We collect souvenirs in an attempt to preserve precious moments, to remember the people and the places we care about. However, the explosion of reproduction technologies paradoxically has rendered it frequently difficult to distinguish true memories from imagined. In the three video installations presented in Imaginary Souvenirs, Scott Kildall explores this paradox by using familiar imagery to challenge common presumptions about memory and expectation.
For Something to Remind Me, Kildall asked his subjects to pose for a snapshot. They smiled awkwardly for the camera, but instead of taking a still picture, Kildall recorded several seconds of video. The resulting images are full of nervous anticipation, palpable unease, and disappointment.
Keep it Together, a sculptural audio/video piece, explores psychological trauma and fragmented memories. The video loop begins with the demolition of a cinder block followed by a determined but hopeless attempt to reconstruct it. The repeated action recalls personal loss, disaster, and destruction, as well as the cycle of creation.

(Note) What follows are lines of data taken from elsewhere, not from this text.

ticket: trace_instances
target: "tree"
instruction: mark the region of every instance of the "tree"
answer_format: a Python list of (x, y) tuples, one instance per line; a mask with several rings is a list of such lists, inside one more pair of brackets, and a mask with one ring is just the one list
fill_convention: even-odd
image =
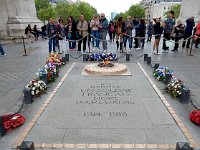
[(129, 10), (127, 11), (127, 14), (130, 15), (130, 16), (144, 18), (145, 17), (145, 10), (140, 5), (132, 5), (129, 8)]
[(125, 12), (125, 13), (121, 12), (121, 13), (117, 14), (113, 20), (117, 21), (119, 17), (126, 19), (128, 17), (128, 14), (127, 14), (127, 12)]
[(49, 20), (50, 18), (55, 19), (55, 17), (56, 13), (51, 5), (49, 5), (47, 8), (43, 8), (38, 11), (38, 18), (41, 21), (46, 21)]
[(84, 15), (86, 20), (91, 20), (93, 15), (97, 13), (97, 10), (94, 7), (83, 1), (78, 1), (77, 7), (80, 15)]
[(50, 5), (49, 2), (50, 0), (35, 0), (36, 11), (47, 8)]
[(174, 16), (177, 19), (180, 15), (181, 5), (180, 4), (173, 5), (170, 10), (174, 11)]

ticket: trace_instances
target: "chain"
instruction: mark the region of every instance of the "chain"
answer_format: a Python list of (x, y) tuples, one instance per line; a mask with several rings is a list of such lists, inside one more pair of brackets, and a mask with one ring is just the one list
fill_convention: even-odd
[[(68, 53), (68, 54), (69, 54), (69, 53)], [(83, 54), (79, 55), (78, 57), (74, 57), (74, 56), (72, 56), (71, 54), (69, 54), (69, 56), (70, 56), (71, 58), (73, 58), (73, 59), (79, 59), (80, 57), (83, 56)]]

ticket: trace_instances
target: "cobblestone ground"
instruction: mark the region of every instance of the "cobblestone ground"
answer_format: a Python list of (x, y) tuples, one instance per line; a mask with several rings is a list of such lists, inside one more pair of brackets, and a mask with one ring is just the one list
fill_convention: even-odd
[[(162, 44), (162, 43), (161, 43)], [(180, 44), (181, 45), (181, 44)], [(39, 68), (43, 67), (45, 61), (48, 57), (48, 45), (46, 40), (26, 44), (27, 52), (29, 56), (22, 56), (23, 45), (22, 44), (10, 44), (3, 46), (7, 55), (6, 57), (0, 57), (0, 114), (13, 112), (17, 108), (16, 102), (19, 99), (22, 99), (23, 87), (32, 79), (35, 78), (36, 72)], [(109, 51), (116, 52), (116, 46), (114, 43), (108, 43)], [(98, 50), (94, 49), (95, 52)], [(140, 61), (143, 62), (142, 56), (143, 53), (148, 53), (152, 55), (152, 62), (160, 62), (162, 66), (166, 66), (174, 69), (175, 76), (183, 80), (186, 85), (191, 89), (192, 99), (200, 108), (200, 96), (199, 96), (199, 86), (200, 86), (200, 52), (199, 49), (194, 49), (194, 56), (186, 55), (185, 49), (180, 49), (178, 53), (170, 52), (168, 54), (162, 54), (155, 56), (152, 54), (152, 43), (145, 44), (144, 50), (132, 50), (131, 54), (135, 57), (131, 57), (130, 62)], [(70, 52), (70, 55), (74, 58), (77, 58), (81, 53), (76, 51)], [(124, 54), (119, 54), (122, 58), (119, 59), (119, 62), (125, 62)], [(136, 59), (138, 57), (138, 59)], [(70, 61), (82, 61), (82, 57), (78, 59), (70, 58)], [(152, 75), (152, 69), (147, 66), (145, 63), (142, 63), (145, 70)], [(67, 68), (67, 66), (66, 66)], [(65, 69), (66, 69), (65, 68)], [(156, 82), (157, 86), (162, 89), (163, 86), (160, 82)], [(44, 96), (45, 97), (45, 96)], [(168, 97), (168, 99), (172, 99)], [(200, 143), (200, 132), (199, 127), (193, 125), (188, 119), (188, 113), (192, 109), (191, 105), (181, 105), (177, 101), (171, 101), (172, 106), (175, 107), (177, 114), (181, 117), (181, 120), (186, 123), (186, 126), (189, 128), (190, 132), (193, 134), (195, 139)], [(32, 106), (25, 106), (23, 113), (33, 114), (40, 106), (41, 103), (36, 103)], [(30, 119), (28, 118), (27, 121)], [(3, 148), (13, 144), (17, 135), (20, 134), (21, 129), (8, 134), (5, 138), (0, 139), (0, 145), (4, 145)], [(11, 136), (13, 136), (11, 138)], [(8, 141), (11, 140), (11, 141)], [(6, 144), (5, 144), (6, 143)], [(1, 149), (1, 146), (0, 146)]]

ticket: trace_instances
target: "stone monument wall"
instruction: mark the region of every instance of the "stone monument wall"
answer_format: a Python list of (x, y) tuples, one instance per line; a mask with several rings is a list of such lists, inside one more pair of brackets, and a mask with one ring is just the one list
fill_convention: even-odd
[(37, 18), (34, 0), (0, 0), (0, 37), (22, 36), (28, 24), (43, 23)]

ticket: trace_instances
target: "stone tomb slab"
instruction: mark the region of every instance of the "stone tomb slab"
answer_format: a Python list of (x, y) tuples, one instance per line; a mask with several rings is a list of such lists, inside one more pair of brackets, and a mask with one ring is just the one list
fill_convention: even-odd
[(187, 139), (136, 63), (132, 76), (82, 76), (77, 63), (25, 140), (176, 144)]

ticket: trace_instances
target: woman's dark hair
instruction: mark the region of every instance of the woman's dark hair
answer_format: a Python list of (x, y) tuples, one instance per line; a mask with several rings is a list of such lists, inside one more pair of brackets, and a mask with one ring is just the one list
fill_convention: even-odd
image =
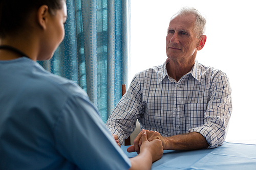
[(27, 18), (34, 10), (44, 5), (49, 12), (61, 9), (63, 0), (0, 0), (0, 37), (24, 29)]

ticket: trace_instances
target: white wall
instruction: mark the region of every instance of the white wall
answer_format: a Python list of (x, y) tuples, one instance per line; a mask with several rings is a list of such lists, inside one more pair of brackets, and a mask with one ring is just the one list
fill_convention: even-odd
[(231, 83), (233, 112), (226, 140), (256, 141), (256, 12), (252, 2), (132, 1), (130, 82), (136, 73), (163, 63), (170, 18), (183, 6), (196, 8), (207, 22), (206, 43), (197, 59), (225, 72)]

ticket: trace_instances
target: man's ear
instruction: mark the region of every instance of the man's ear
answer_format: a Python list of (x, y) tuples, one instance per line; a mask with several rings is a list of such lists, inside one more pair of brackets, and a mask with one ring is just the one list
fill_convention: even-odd
[(197, 47), (197, 50), (201, 50), (205, 44), (205, 42), (206, 42), (206, 36), (202, 35), (200, 38), (200, 43)]
[(49, 7), (47, 5), (42, 5), (37, 11), (37, 21), (44, 30), (46, 29), (48, 17), (49, 15)]

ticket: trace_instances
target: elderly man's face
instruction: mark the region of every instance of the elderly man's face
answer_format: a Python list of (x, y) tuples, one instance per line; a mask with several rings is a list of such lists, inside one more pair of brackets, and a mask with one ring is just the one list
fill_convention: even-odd
[(166, 55), (171, 60), (191, 60), (196, 58), (200, 40), (193, 32), (196, 17), (178, 16), (169, 23), (166, 36)]

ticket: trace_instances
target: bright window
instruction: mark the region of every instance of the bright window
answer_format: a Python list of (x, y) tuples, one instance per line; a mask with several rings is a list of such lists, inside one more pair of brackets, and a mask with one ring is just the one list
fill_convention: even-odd
[(207, 37), (197, 60), (226, 72), (232, 88), (233, 111), (226, 141), (256, 142), (256, 16), (252, 1), (137, 0), (131, 4), (131, 79), (162, 64), (172, 16), (182, 7), (198, 9), (207, 19)]

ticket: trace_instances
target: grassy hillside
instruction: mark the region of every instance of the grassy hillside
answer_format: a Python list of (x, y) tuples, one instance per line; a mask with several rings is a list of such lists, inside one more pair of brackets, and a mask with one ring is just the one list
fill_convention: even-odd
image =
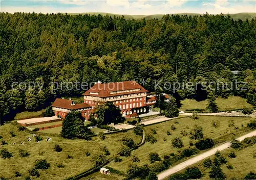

In Future Memories, in-between moments from Hollywood films are spliced together into 2-minute dreamlike narratives. Birds fly over a factory at dusk; a lone tree stands in the middle of a rippling lake; rain pours against garbage on a deserted street. Stripped of color and removed from their original contexts, the clips are nearly impossible to identify, but they remain vaguely familiar, and evoke novel associations.
These video mementos recall events and emotions that are familiar but not easily defined. They encourage us to revisit the experiences and desires of our past, the virtual trinkets we have stashed away.